What transpires in the US market will not be replicated in Malaysia due to the differences in stocks and market
By ASILA JALIL / Pic By MUHD AMIN NAHARUL
THE move by local retail investors to buy into Top Glove Corp Bhd in defiance of institutional investors who short sell the glovemaker last month despite its strong earnings prospects would not have as big impact as what has transpired in the US market.
BursaBets, the new subreddit in Malaysia inspired by WallStreetBets in the US, planned to buy shares of top glovemakers that institutional investors may look to short sell.
Glovemakers like Top Glove, Hartalega Holdings Bhd, Kossan Rubber Industries Bhd and Supermax Corp Bhd have become the group’s target as their share prices have slipped significantly in the past few months despite the companies’ strong profit amid the pandemic.
Malacca Securities Sdn Bhd head of research Loui Low told The Malaysian Reserve (TMR) the momentum for the short squeeze to take place in Malaysia may be lower than the US due to different regulations.
“The momentum might be slower compared to US stocks as those stocks are seeing more than 100% of their free floats being shorted, giving them the short squeeze.
“We also have regulated short selling that is capped at 4% of the shares outstanding. Given the setup, the short squeeze might not be as big an impact.
“Furthermore, Top Glove’s market capitalisation is more than RM50 billion. To give a limit for a few days, you need billions of ringgits to do it,” he said.
Last Friday, Top Glove’s share price peaked to RM7.12 before ending the week at RM6.74, an increase of 53 sen or 8.53% from its previous close with 161.6 million shares traded. The counter rose a further 31 sen yesterday to RM7.05.
Hartalega closed higher at RM12.86, up by 66 sen or 5.41% on last Friday after hitting an intraday peak of RM13.42, while Supermax also ended the week 24 sen or 3.66% higher to close at RM6.80.
Hartalega closed 44 sen higher yesterday at RM13.30 while Supermax rose 28 sen to RM7.08.
Low noted that the price impact was still relatively minimal compared to the short squeeze of US-based video game retailer GameStop Corp which saw its stock price increase 1700% in two weeks.
Retail investors in the US have fuelled the GameStop rally, causing hedge funds like Melvin Capital Management LP to suffer billions of losses due to their short position.
Melvin Capital had reportedly lost 53% on its portfolio in January due to the squeeze it faced from the GameStop fiasco.
Areca Capital Sdn Bhd CEO Danny Wong said the underlying fundamentals of the stocks and market are different in both situations, preventing Malaysia from replicating the exact condition in the US.

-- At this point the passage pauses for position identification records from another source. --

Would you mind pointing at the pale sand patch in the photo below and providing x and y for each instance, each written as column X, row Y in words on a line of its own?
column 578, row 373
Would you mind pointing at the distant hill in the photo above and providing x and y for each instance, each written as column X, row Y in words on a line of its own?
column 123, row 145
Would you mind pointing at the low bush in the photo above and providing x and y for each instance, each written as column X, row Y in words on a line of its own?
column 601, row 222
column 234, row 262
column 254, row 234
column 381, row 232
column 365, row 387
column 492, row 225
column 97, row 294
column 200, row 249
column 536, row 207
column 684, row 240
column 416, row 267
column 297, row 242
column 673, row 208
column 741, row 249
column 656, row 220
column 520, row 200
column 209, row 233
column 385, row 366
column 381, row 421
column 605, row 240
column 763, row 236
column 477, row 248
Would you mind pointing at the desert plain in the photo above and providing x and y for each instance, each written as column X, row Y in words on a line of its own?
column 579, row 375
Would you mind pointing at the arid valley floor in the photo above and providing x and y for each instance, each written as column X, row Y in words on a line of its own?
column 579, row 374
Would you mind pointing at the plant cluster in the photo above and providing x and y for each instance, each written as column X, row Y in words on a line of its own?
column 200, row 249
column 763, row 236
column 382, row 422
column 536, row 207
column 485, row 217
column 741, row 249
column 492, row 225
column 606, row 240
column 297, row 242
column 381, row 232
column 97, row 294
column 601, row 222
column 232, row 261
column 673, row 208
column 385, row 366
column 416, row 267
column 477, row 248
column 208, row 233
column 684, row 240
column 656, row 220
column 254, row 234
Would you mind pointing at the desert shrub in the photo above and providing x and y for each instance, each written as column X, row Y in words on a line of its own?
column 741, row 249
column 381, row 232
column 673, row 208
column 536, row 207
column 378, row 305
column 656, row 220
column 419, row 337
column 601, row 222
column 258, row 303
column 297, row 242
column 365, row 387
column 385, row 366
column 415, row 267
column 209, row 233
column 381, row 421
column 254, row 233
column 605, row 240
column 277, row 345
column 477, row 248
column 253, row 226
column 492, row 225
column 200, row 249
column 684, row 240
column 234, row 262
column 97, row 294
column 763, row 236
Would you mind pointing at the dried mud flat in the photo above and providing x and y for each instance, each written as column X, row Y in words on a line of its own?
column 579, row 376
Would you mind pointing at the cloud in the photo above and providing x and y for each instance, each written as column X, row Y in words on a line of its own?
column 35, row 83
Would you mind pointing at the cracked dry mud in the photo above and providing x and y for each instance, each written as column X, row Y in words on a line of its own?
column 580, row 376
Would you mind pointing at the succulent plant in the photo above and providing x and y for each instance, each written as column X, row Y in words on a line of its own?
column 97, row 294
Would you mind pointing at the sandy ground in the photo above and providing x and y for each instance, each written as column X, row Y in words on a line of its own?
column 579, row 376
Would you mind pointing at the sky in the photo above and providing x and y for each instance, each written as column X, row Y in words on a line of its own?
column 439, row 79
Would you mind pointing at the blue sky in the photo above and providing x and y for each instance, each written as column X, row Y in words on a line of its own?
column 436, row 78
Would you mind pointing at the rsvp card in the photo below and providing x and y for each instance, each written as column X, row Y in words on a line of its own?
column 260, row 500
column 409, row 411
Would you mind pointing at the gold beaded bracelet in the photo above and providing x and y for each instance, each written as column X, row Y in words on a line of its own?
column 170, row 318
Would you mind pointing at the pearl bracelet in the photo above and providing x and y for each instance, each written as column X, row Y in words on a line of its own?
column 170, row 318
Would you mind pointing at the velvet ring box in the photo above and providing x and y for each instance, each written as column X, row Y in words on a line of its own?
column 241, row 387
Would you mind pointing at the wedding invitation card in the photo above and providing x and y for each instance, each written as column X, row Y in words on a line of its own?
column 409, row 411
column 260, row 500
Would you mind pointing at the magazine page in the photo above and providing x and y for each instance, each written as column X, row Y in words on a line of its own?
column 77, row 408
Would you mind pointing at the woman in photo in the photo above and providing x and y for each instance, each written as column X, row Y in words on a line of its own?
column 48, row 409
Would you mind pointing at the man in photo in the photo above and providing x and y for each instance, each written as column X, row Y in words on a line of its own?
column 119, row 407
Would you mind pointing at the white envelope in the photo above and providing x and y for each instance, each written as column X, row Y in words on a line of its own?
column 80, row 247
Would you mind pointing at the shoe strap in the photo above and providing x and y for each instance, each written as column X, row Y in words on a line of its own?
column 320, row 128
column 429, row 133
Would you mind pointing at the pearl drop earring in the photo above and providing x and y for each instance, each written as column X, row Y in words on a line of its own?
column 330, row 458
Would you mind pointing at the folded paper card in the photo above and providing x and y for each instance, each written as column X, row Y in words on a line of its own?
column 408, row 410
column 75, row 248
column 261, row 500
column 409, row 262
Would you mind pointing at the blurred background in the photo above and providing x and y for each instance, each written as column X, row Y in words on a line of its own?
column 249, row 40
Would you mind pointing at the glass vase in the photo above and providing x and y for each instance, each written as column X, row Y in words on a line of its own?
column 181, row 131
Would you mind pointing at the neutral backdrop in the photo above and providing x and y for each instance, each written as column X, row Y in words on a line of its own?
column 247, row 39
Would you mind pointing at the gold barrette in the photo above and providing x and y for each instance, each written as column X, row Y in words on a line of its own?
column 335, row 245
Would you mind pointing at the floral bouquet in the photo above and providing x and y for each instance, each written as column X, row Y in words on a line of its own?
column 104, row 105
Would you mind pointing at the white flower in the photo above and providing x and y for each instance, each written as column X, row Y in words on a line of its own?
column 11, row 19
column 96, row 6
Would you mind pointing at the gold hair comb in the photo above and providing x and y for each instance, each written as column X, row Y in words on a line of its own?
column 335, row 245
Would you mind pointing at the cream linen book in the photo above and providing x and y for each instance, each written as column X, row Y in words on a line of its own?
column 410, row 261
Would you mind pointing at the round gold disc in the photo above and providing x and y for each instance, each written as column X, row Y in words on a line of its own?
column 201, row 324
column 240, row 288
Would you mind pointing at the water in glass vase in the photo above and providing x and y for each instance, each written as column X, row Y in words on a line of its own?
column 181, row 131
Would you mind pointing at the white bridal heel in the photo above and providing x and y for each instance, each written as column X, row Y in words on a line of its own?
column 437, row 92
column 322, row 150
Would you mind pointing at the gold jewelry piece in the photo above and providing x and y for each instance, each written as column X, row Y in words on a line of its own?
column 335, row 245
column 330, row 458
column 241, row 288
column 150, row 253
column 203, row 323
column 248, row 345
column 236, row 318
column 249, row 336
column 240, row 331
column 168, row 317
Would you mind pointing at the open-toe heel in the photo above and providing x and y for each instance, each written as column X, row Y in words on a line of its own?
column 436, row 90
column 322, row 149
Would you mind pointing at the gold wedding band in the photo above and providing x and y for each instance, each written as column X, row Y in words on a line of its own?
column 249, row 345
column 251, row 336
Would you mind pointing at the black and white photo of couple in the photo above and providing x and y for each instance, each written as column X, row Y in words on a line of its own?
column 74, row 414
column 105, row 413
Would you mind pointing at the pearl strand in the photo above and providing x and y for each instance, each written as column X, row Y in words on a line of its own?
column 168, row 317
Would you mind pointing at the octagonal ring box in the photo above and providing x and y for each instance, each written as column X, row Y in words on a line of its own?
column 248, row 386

Nevertheless, he urged authorities to make Bursa a better platform for trading and investment.
“This is to be very transparent of any trading activities, including disclosing significant trades of short selling, just like disclosing significant shareholders with more than 5% stake in a company,” he told TMR.
Minority Shareholders Watch Group (MSWG) CEO Devanesan Evanson advised minority shareholders to exercise diligence and be aware of the risks involved from initiatives such as BursaBets.
He stated that institutional investors tend to have “deeper pockets”, which may lead to an issue of who has the stamina to sustain their initiatives.
“There may also be some unscrupulous retailers including ‘stock market gurus’ who may unload their shares after having encouraged other retailers to drive up the share prices.
“The Securities Commission of Malaysia has constantly warned the public against dealing with unlicensed investment advisors as they could be defrauded or used as part of a market manipulation scheme,” he said in a statement recently.
He said opposing actions by two parties will cause volatility in the share prices, which will pose a risk to short-term investors.